Fei sebenarnya sudah kapok, tetapi bukankah untuk kali pertama wajar saja jika menemukan kegagalan?
Obrolan mereka diinterupsi oleh ketukan pintu. Jemima lah yang bangkit dan memeriksa siapa yang datang.
Lelaki tampan, tinggi dan berwajah cerah tersenyum ke arahnya.
Sejenak Jemima terhipnotis, oh Tuhan inilah surga?
Ketika bicara, suaranya benar benar lakik banget.
"Mau tanya, kalau mau info rumah sebelah ke mana, ya?" tanya lelaki itu.
Dalam hati Jemima bersorak. Mantap sekali bakal tetanggan sama orang cakep macam dia.
Menyadari Jemima mendadak Oon, Fei menghampiri.
"Mas mau beli rumah itu?" tanya Fei.
"Kepengen liat aja," ungkapnya.
"Dari sini Mas lurus ke jalan yang itu," tunjuk Fei. "Nanti di ujung jalan ketemu toko agak gede, nah itu yang punya rumah ini."

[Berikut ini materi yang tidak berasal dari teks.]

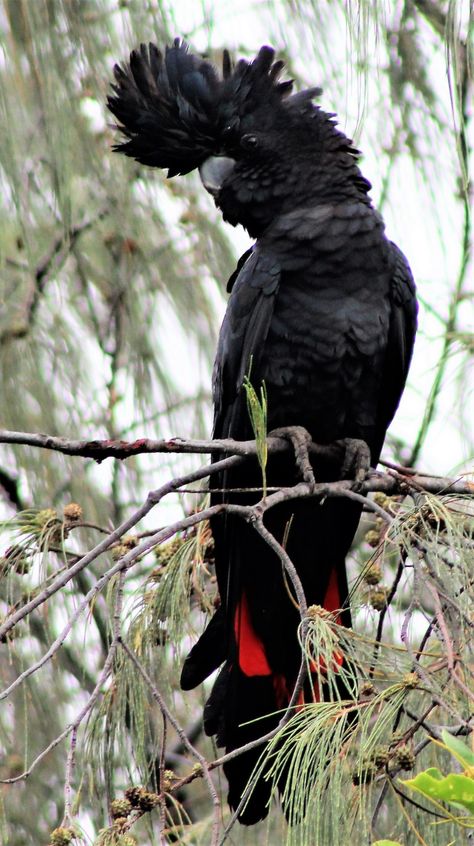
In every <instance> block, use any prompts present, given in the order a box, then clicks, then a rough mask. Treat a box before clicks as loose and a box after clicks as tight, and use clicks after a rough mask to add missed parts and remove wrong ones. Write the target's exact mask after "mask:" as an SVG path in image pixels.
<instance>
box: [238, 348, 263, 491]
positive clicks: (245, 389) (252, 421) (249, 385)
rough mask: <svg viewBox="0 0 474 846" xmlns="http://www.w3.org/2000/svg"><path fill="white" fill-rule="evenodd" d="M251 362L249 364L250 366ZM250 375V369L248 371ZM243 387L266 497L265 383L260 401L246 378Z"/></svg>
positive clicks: (252, 386) (262, 387)
mask: <svg viewBox="0 0 474 846" xmlns="http://www.w3.org/2000/svg"><path fill="white" fill-rule="evenodd" d="M251 365H252V362H250V366H251ZM249 373H250V369H249ZM243 386H244V389H245V392H246V394H247V409H248V413H249V417H250V422H251V424H252V429H253V432H254V435H255V442H256V447H257V459H258V463H259V464H260V467H261V470H262V480H263V496H264V497H265V496H266V495H267V475H266V466H267V458H268V447H267V391H266V388H265V382H262V384H261V386H260V399H259V398H258V396H257V393H256V391H255V389H254V387H253V385H252V383H251V381H250V379H249V377H248V376H245V377H244V381H243Z"/></svg>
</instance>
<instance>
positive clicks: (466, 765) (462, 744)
mask: <svg viewBox="0 0 474 846" xmlns="http://www.w3.org/2000/svg"><path fill="white" fill-rule="evenodd" d="M441 737H442V738H443V741H444V745H445V746H446V748H447V749H449V751H450V752H451V755H454V757H455V758H456V759H457V760H458V761H459V763H460V764H461V766H463V767H464V768H465V769H466V770H467V769H470V768H471V767H474V752H473V751H472V749H470V748H469V746H468V745H467V743H464V742H463V741H462V740H460V739H459V737H453V735H452V734H450V733H449V731H446V730H445V729H443V731H442V732H441Z"/></svg>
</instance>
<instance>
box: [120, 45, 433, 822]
mask: <svg viewBox="0 0 474 846" xmlns="http://www.w3.org/2000/svg"><path fill="white" fill-rule="evenodd" d="M282 68H283V63H282V62H281V61H275V58H274V51H273V50H272V49H271V48H270V47H262V48H261V49H260V51H259V52H258V55H257V56H256V58H255V59H254V60H253V61H250V62H249V61H246V60H240V61H239V62H237V64H236V65H235V66H233V65H232V63H231V61H230V59H229V56H228V54H227V53H224V61H223V73H222V76H221V75H220V74H219V73H218V72H217V70H216V69H215V68H214V66H213V65H212V64H211V63H210V62H208V61H206V60H203V59H201V58H199V57H197V56H195V55H193V54H192V53H190V52H189V51H188V48H187V46H186V44H184V43H183V42H181V41H179V40H176V41H175V42H174V44H173V46H171V47H167V48H166V50H165V52H164V54H163V53H162V52H160V51H159V50H158V49H157V48H156V47H155V46H154V45H152V44H150V45H149V47H148V48H147V47H145V46H143V45H142V46H141V47H140V49H139V50H138V51H134V52H132V54H131V56H130V62H129V64H128V65H124V66H123V67H119V66H116V67H115V85H114V86H113V94H112V95H111V96H110V98H109V101H108V106H109V109H110V110H111V111H112V112H113V114H114V115H115V117H116V119H117V122H118V123H117V127H118V129H119V130H120V131H121V132H122V133H123V134H124V135H125V136H126V140H125V142H124V143H122V144H119V145H118V146H117V147H116V148H115V149H116V150H118V151H120V152H122V153H125V154H126V155H127V156H131V157H133V158H135V159H136V160H137V161H139V162H141V163H142V164H145V165H151V166H154V167H160V168H168V176H174V175H176V174H184V173H188V172H189V171H191V170H193V169H195V168H199V172H200V175H201V179H202V182H203V184H204V186H205V188H206V189H207V190H208V191H209V192H210V193H211V194H212V196H213V197H214V200H215V203H216V205H217V207H218V208H219V209H220V210H221V212H222V214H223V217H224V220H226V221H228V222H229V223H231V224H232V225H237V224H241V225H242V226H244V227H245V228H246V229H247V230H248V232H249V233H250V235H251V236H252V237H253V238H255V239H256V241H255V244H254V246H253V247H252V248H251V249H250V250H248V251H247V252H246V253H245V255H244V256H242V258H241V259H240V261H239V263H238V266H237V269H236V271H235V273H234V274H233V275H232V277H231V279H230V281H229V285H228V290H229V291H230V298H229V302H228V306H227V312H226V315H225V318H224V322H223V324H222V328H221V332H220V337H219V343H218V348H217V355H216V361H215V367H214V376H213V395H214V409H215V416H214V437H216V438H227V437H230V438H235V439H248V438H252V437H253V433H252V428H251V425H250V420H249V415H248V411H247V404H246V393H245V390H244V389H243V381H244V378H245V376H246V375H247V374H248V373H249V372H251V379H252V382H253V384H254V385H256V386H259V385H260V384H261V382H264V383H265V386H266V392H267V396H268V428H269V429H270V430H271V429H275V428H279V427H289V426H302V427H305V428H306V429H307V430H308V432H309V433H310V435H311V437H312V439H313V441H315V442H318V443H321V444H329V443H331V442H333V441H336V440H337V441H339V440H341V439H360V440H362V441H365V443H366V444H367V445H368V448H369V450H370V462H371V465H372V466H373V467H374V466H375V465H376V463H377V461H378V458H379V455H380V450H381V448H382V444H383V441H384V438H385V433H386V430H387V427H388V425H389V423H390V421H391V420H392V417H393V415H394V413H395V410H396V408H397V406H398V403H399V400H400V396H401V393H402V391H403V387H404V384H405V380H406V376H407V371H408V367H409V363H410V358H411V354H412V347H413V341H414V336H415V330H416V311H417V309H416V300H415V288H414V283H413V278H412V275H411V272H410V269H409V266H408V263H407V261H406V259H405V258H404V256H403V254H402V253H401V252H400V250H399V249H398V248H397V247H396V246H395V244H393V243H392V242H391V241H389V240H388V239H387V237H386V235H385V232H384V224H383V221H382V219H381V217H380V215H379V214H378V213H377V212H376V211H375V210H374V209H373V207H372V204H371V201H370V198H369V196H368V191H369V189H370V183H369V182H368V181H367V180H366V179H365V178H364V177H363V176H362V174H361V172H360V170H359V167H358V164H357V162H358V151H357V150H356V149H354V147H353V146H352V142H351V141H350V140H349V139H348V138H347V137H346V136H345V135H344V134H343V133H342V132H341V131H339V130H338V129H337V128H336V124H335V121H334V119H333V118H334V115H332V114H327V113H326V112H324V111H322V110H321V109H320V108H319V107H318V106H317V105H315V104H314V103H313V99H314V98H315V97H316V96H317V95H319V94H320V93H321V92H320V90H319V89H317V88H312V89H309V90H304V91H300V92H299V93H296V94H295V93H292V82H291V81H283V82H282V81H280V80H279V77H280V74H281V71H282ZM338 472H340V467H339V468H333V469H332V470H331V469H329V470H328V469H327V468H326V470H325V471H324V472H323V471H322V470H321V469H319V470H318V468H317V467H316V473H317V475H318V479H319V480H321V479H326V480H331V479H336V478H338ZM267 480H268V484H269V485H276V486H288V485H292V484H294V483H295V482H296V481H297V480H298V476H297V472H296V470H295V463H294V460H293V457H292V456H291V454H290V453H288V454H285V456H284V457H282V456H279V457H275V458H273V459H272V457H270V460H269V465H268V472H267ZM261 484H262V477H261V471H260V469H259V467H258V465H257V464H256V463H253V464H251V463H249V464H248V465H245V466H244V467H243V468H240V469H238V470H237V469H235V470H233V471H232V472H228V473H226V474H225V475H222V476H220V477H219V478H217V479H214V481H213V485H214V486H215V488H216V492H215V493H214V494H213V496H212V500H213V502H220V501H225V502H238V503H251V502H255V501H257V500H258V499H259V497H260V494H258V493H246V494H242V493H237V492H228V493H226V494H222V493H221V492H218V491H217V488H219V489H221V488H227V489H232V488H242V487H252V488H255V487H257V488H258V487H259V486H261ZM360 511H361V508H360V505H359V504H358V503H355V502H352V501H349V500H344V499H337V500H336V499H329V500H327V501H325V502H324V503H323V504H321V503H319V502H318V501H316V500H314V499H304V500H293V501H291V502H287V503H283V504H281V505H279V506H278V507H276V508H273V509H271V510H270V511H269V512H267V515H266V517H265V524H266V526H267V528H268V529H269V530H270V531H271V532H272V534H273V535H274V536H275V538H276V539H277V540H278V541H279V542H280V543H282V542H283V540H284V543H285V546H286V550H287V552H288V554H289V556H290V558H291V560H292V561H293V563H294V565H295V567H296V569H297V572H298V574H299V578H300V579H301V582H302V585H303V588H304V591H305V595H306V599H307V602H308V604H317V605H321V606H325V607H326V608H327V609H328V610H330V611H335V610H336V609H341V610H340V611H339V620H340V621H341V622H342V623H344V624H346V625H350V614H349V609H348V606H347V598H348V588H347V579H346V571H345V556H346V554H347V552H348V550H349V547H350V544H351V542H352V539H353V536H354V533H355V530H356V528H357V524H358V521H359V517H360ZM212 530H213V534H214V538H215V560H216V572H217V580H218V585H219V592H220V598H221V604H220V607H219V608H218V610H217V612H216V614H215V616H214V617H213V619H212V620H211V622H210V623H209V625H208V627H207V629H206V631H205V632H204V634H203V635H202V637H201V638H200V640H199V641H198V642H197V643H196V645H195V646H194V648H193V649H192V650H191V652H190V654H189V656H188V658H187V659H186V662H185V664H184V667H183V672H182V678H181V684H182V687H183V688H184V689H190V688H193V687H195V686H196V685H198V684H200V683H201V682H202V681H203V680H204V679H205V678H206V677H207V676H208V675H210V674H211V673H212V672H213V671H214V670H216V669H217V668H219V667H221V665H222V667H221V670H220V672H219V675H218V676H217V679H216V681H215V683H214V687H213V690H212V693H211V696H210V698H209V700H208V702H207V705H206V708H205V712H204V723H205V729H206V731H207V733H209V734H211V735H213V734H215V735H217V740H218V743H219V744H222V745H225V746H226V749H227V750H232V749H235V748H238V747H239V746H241V745H243V744H244V743H247V742H249V741H250V740H253V739H255V738H257V737H260V736H262V735H263V734H265V733H266V732H267V731H269V730H270V729H271V728H273V727H274V726H275V725H276V724H277V723H278V719H279V716H280V714H279V713H278V711H280V713H281V709H284V707H285V705H286V704H287V703H288V701H289V698H290V696H291V692H292V690H293V687H294V684H295V679H296V676H297V673H298V668H299V666H300V661H301V652H300V646H299V644H298V640H297V628H298V624H299V620H300V617H299V612H298V609H297V608H296V607H295V602H294V599H293V597H292V596H291V591H290V590H289V589H288V585H287V584H286V582H285V579H284V575H283V573H282V567H281V563H280V561H279V559H278V556H277V555H276V554H275V553H274V552H273V551H272V550H271V549H270V547H269V546H268V545H266V544H265V543H264V541H263V540H262V539H261V538H260V537H259V536H258V535H257V534H256V532H255V531H254V530H253V529H252V527H251V526H249V525H247V524H245V523H244V522H243V521H239V519H238V518H236V517H234V516H231V515H227V516H226V517H220V518H216V519H215V520H214V522H213V524H212ZM265 715H270V716H265ZM258 718H263V719H258ZM260 753H261V747H259V748H258V749H256V750H253V751H250V752H246V753H245V754H244V755H241V756H240V757H237V758H235V759H234V760H232V761H230V762H229V763H228V764H227V765H226V766H225V772H226V775H227V778H228V782H229V794H228V800H229V803H230V806H231V807H232V808H234V809H235V808H237V807H238V806H239V803H240V800H241V796H242V794H243V793H244V790H245V787H246V785H247V782H248V781H249V778H250V775H251V773H252V770H253V768H254V766H255V764H256V762H257V760H258V758H259V755H260ZM282 779H283V780H284V777H283V776H282ZM279 788H280V790H282V789H283V784H282V783H280V784H279ZM270 794H271V785H270V783H269V782H268V781H266V780H264V779H263V778H260V779H259V780H258V781H257V783H256V784H255V786H254V789H253V791H252V793H251V795H250V798H249V799H248V800H247V803H246V804H245V806H244V807H243V809H242V808H241V809H240V813H239V819H240V821H241V822H242V823H245V824H252V823H254V822H257V821H258V820H260V819H262V818H264V817H265V816H266V814H267V813H268V804H269V798H270Z"/></svg>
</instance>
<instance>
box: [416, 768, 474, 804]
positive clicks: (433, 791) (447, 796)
mask: <svg viewBox="0 0 474 846" xmlns="http://www.w3.org/2000/svg"><path fill="white" fill-rule="evenodd" d="M402 784H404V785H405V786H406V787H408V788H410V789H411V790H416V791H418V793H421V794H422V795H423V796H426V797H427V798H428V799H431V800H432V801H434V802H447V803H448V804H451V805H461V806H462V807H463V808H466V810H467V811H469V813H471V814H474V779H472V778H468V776H465V775H458V774H457V773H450V774H449V775H447V776H443V775H442V774H441V773H440V771H439V770H438V769H436V768H434V767H432V768H431V769H429V770H426V771H425V772H423V773H418V775H417V776H416V777H415V778H412V779H408V780H406V781H402Z"/></svg>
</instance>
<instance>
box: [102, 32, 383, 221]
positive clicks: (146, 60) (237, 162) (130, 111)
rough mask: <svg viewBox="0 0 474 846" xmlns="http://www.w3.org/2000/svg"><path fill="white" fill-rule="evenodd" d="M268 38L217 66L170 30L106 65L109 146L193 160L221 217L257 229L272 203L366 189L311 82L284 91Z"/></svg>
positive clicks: (279, 204) (135, 151) (157, 154)
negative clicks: (245, 55)
mask: <svg viewBox="0 0 474 846" xmlns="http://www.w3.org/2000/svg"><path fill="white" fill-rule="evenodd" d="M274 59H275V52H274V50H273V49H272V48H271V47H262V48H261V49H260V50H259V52H258V54H257V56H256V57H255V59H254V60H253V61H250V62H249V61H247V60H245V59H241V60H240V61H238V62H237V64H236V65H235V66H234V65H233V64H232V62H231V61H230V58H229V55H228V53H227V52H224V59H223V68H222V74H219V73H218V72H217V70H216V68H215V67H214V65H212V64H211V63H210V62H208V61H206V60H204V59H201V58H199V57H197V56H195V55H193V54H192V53H190V52H189V51H188V47H187V45H186V44H185V43H184V42H181V41H180V40H179V39H176V40H175V42H174V44H173V46H172V47H167V48H166V50H165V53H164V54H162V53H161V52H160V51H159V50H158V49H157V48H156V47H155V46H154V45H152V44H150V45H149V47H148V48H147V47H145V46H144V45H142V46H141V47H140V50H138V51H133V52H132V54H131V56H130V62H129V64H128V65H126V66H124V67H123V68H121V67H120V66H118V65H116V66H115V69H114V73H115V80H116V82H115V85H113V94H112V95H111V96H110V97H109V99H108V107H109V109H110V110H111V111H112V112H113V114H114V115H115V117H116V118H117V120H118V124H117V128H118V129H119V130H120V131H121V132H122V133H123V134H124V135H125V136H126V139H127V140H126V141H125V142H124V143H122V144H118V145H117V146H116V147H115V148H114V149H115V150H118V151H119V152H122V153H125V154H126V155H127V156H132V157H133V158H135V159H136V160H137V161H139V162H141V163H142V164H147V165H151V166H155V167H162V168H168V176H175V175H176V174H178V173H180V174H184V173H189V172H190V171H191V170H194V169H195V168H199V172H200V175H201V180H202V182H203V184H204V186H205V188H206V189H207V190H208V191H209V192H210V193H211V194H212V195H213V197H214V199H215V202H216V205H217V206H218V207H219V208H220V209H221V210H222V213H223V215H224V219H226V220H228V221H229V222H230V223H232V224H233V225H236V224H239V223H240V224H242V225H243V226H245V227H246V228H247V229H248V231H249V232H250V234H251V235H253V236H256V237H258V235H259V234H260V233H261V232H262V231H263V230H264V229H265V228H266V226H268V225H269V224H270V223H271V221H272V220H273V219H274V218H275V217H276V216H277V215H278V214H280V213H281V212H283V211H285V210H290V209H291V208H292V207H294V202H295V198H298V201H299V202H305V201H306V198H311V197H313V198H314V196H315V192H316V194H317V193H318V190H319V191H320V192H321V194H322V195H323V194H324V190H325V188H326V187H327V189H328V190H329V183H330V187H331V191H332V197H333V198H334V190H335V188H336V191H337V185H338V182H343V183H346V182H347V180H348V179H349V182H350V181H351V180H352V183H353V187H354V186H355V187H356V190H358V191H361V192H362V193H365V194H366V193H367V190H368V188H369V187H370V186H369V183H367V181H366V180H364V179H363V177H362V176H361V174H360V171H359V170H358V168H357V165H356V159H357V151H356V150H354V148H353V147H352V146H351V141H350V140H349V139H348V138H346V137H345V136H344V135H343V134H342V133H341V132H339V131H338V130H337V129H336V127H335V123H334V120H333V117H334V115H329V114H326V113H325V112H323V111H321V110H320V109H319V108H318V107H317V106H315V105H314V103H313V102H312V101H313V98H314V97H315V96H317V95H319V94H320V93H321V89H319V88H311V89H306V90H304V91H300V92H298V93H296V94H293V93H292V87H293V81H292V80H285V81H280V75H281V72H282V69H283V67H284V63H283V62H282V61H275V60H274Z"/></svg>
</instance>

Lelaki itu sesekali melirik Jemima yang terpaku. Lalu tersenyum dan berterima kasih.
"Sadar, oy!" tegur Fei.
Jemima senyum senyum gak jelas. Lalu menyambar dompet dan meninggalkan Fei.
"Mau ke mana anjir?" tanya Fei.
Jemima menunjukkan dompet, dan bilang mau jajan.
"Dasar! Lelaki liat yang bening gak boleh, perempuan mah bebas kali, ya, malah lebih gercep dan nyeremin." Hih ... Feri bergidik.
"Apa pun yang bisa dilakukan untuk cari jodoh maka lakukan selama itu jalannya bener."
Suara gerbang tertutup mengiringi kepergian Jemima menuju warung.